As of the census of 2000, there were 1,479 people, 556 households, and 419 families living in the township. The population density was 81.0 PD/sqmi. There were 611 housing units at an average density of 33.5 /sqmi. The racial makeup of the township was 97.23% White, 0.47% African American, 0.07% Native American, 0.61% Asian, 0.41% from other races, and 1.22% from two or more races. Hispanic or Latino of any race were 1.22% of the population.

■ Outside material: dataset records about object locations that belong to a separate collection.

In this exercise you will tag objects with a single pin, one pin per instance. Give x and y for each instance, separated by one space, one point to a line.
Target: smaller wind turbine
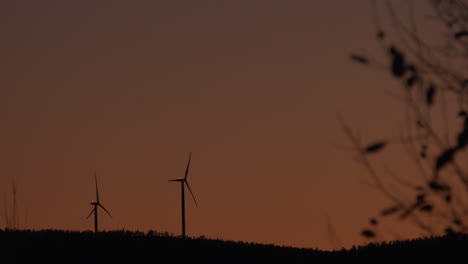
183 182
96 205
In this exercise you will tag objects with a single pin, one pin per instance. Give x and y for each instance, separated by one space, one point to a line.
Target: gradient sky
252 88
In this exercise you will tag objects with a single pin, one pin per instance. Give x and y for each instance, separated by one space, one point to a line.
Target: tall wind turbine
183 182
96 205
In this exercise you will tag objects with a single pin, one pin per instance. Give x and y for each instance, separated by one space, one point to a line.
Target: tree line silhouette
58 246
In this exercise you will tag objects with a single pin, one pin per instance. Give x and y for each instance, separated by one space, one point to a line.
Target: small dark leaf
368 233
380 34
426 208
430 93
435 186
421 198
390 210
375 147
449 231
463 136
359 59
464 83
444 158
460 34
458 222
420 124
398 62
411 81
411 68
448 198
423 152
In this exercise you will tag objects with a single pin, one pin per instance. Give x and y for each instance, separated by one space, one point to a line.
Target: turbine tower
97 204
183 182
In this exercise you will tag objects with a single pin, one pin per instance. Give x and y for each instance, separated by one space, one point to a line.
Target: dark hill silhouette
56 246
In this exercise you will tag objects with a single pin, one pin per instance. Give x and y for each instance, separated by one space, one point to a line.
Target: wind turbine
96 205
183 182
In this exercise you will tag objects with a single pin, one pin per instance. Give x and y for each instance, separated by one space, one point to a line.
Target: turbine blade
188 166
97 190
105 210
92 211
193 196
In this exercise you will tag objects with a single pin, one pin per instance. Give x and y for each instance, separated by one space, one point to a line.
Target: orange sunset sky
127 89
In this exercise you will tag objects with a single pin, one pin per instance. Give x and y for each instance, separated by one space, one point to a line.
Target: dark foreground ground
56 246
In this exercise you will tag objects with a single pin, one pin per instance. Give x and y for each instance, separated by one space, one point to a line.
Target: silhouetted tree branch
432 72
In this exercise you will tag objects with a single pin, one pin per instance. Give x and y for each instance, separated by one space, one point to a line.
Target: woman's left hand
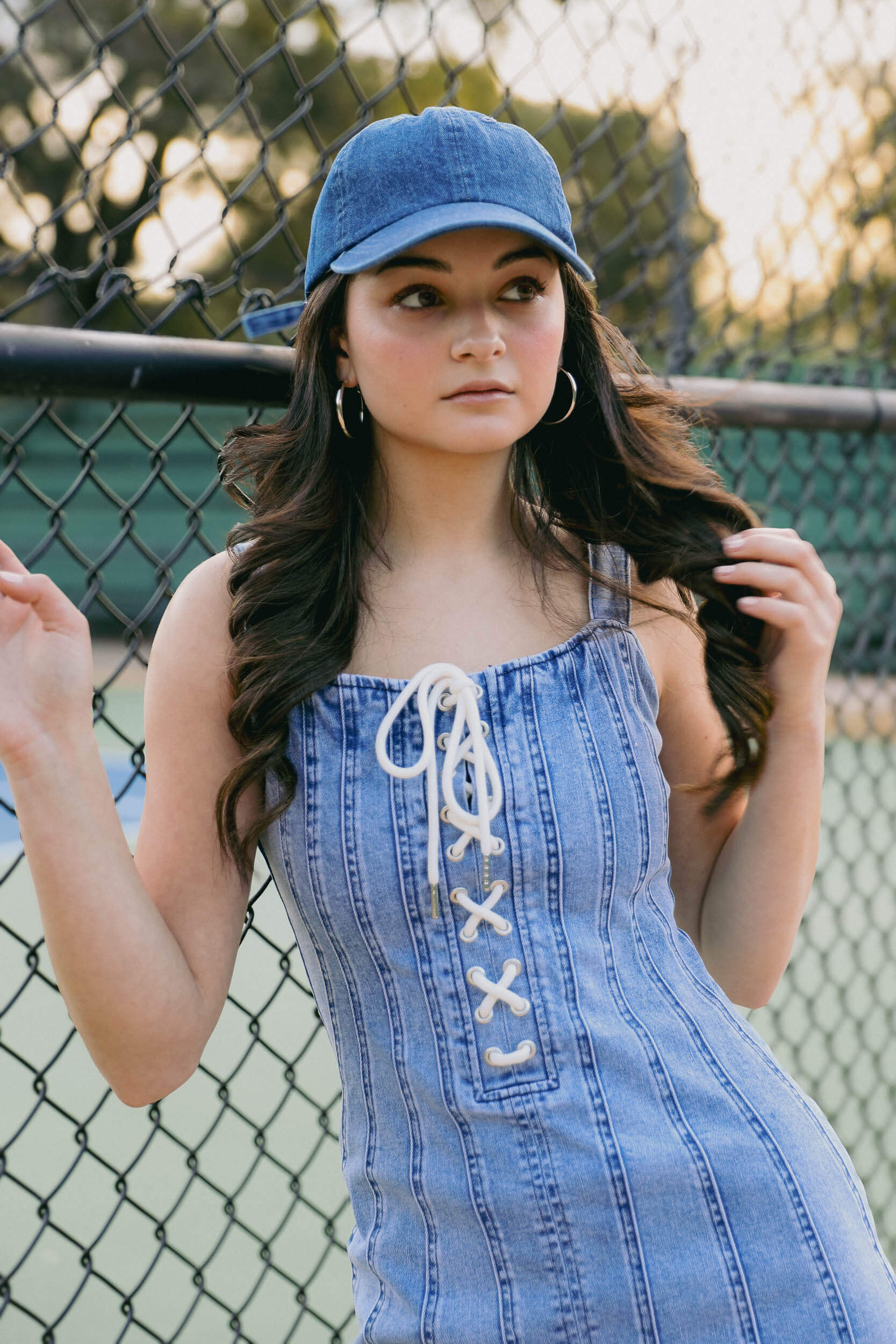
801 609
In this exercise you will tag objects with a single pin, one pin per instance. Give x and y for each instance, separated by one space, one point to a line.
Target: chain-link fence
733 183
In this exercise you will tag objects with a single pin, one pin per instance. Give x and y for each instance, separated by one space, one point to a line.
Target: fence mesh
159 166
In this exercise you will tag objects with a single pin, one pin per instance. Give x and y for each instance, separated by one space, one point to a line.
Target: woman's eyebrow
433 264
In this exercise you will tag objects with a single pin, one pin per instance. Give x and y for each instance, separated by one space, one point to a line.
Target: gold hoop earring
575 393
339 409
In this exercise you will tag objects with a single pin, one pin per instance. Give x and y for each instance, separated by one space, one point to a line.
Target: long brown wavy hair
622 468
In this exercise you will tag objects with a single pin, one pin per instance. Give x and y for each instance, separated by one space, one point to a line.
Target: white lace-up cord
444 686
516 1003
470 929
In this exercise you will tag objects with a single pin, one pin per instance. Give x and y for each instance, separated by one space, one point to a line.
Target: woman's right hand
46 663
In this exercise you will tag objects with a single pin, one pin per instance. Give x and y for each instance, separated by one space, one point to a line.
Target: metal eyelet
494 1057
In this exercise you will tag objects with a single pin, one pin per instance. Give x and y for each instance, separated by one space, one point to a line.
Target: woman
477 748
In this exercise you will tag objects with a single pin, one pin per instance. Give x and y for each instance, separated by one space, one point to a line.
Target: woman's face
470 305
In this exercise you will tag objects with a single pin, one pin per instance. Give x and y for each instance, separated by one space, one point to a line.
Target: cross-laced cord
444 686
493 991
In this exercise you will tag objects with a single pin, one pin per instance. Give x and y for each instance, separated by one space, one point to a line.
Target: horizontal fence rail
159 170
123 366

There were 556 households, out of which 32.9% had children under the age of 18 living with them, 63.1% were married couples living together, 6.8% had a female householder with no husband present, and 24.6% were non-families. 18.0% of all households were made up of individuals, and 5.2% had someone living alone who was 65 years of age or older. The average household size was 2.66 and the average family size was 3.02.

In the township the population was spread out, with 23.1% under the age of 18, 8.7% from 18 to 24, 33.3% from 25 to 44, 23.9% from 45 to 64, and 11.1% who were 65 years of age or older. The median age was 37 years. For every 100 females, there were 104.6 males. For every 100 females age 18 and over, there were 104.3 males.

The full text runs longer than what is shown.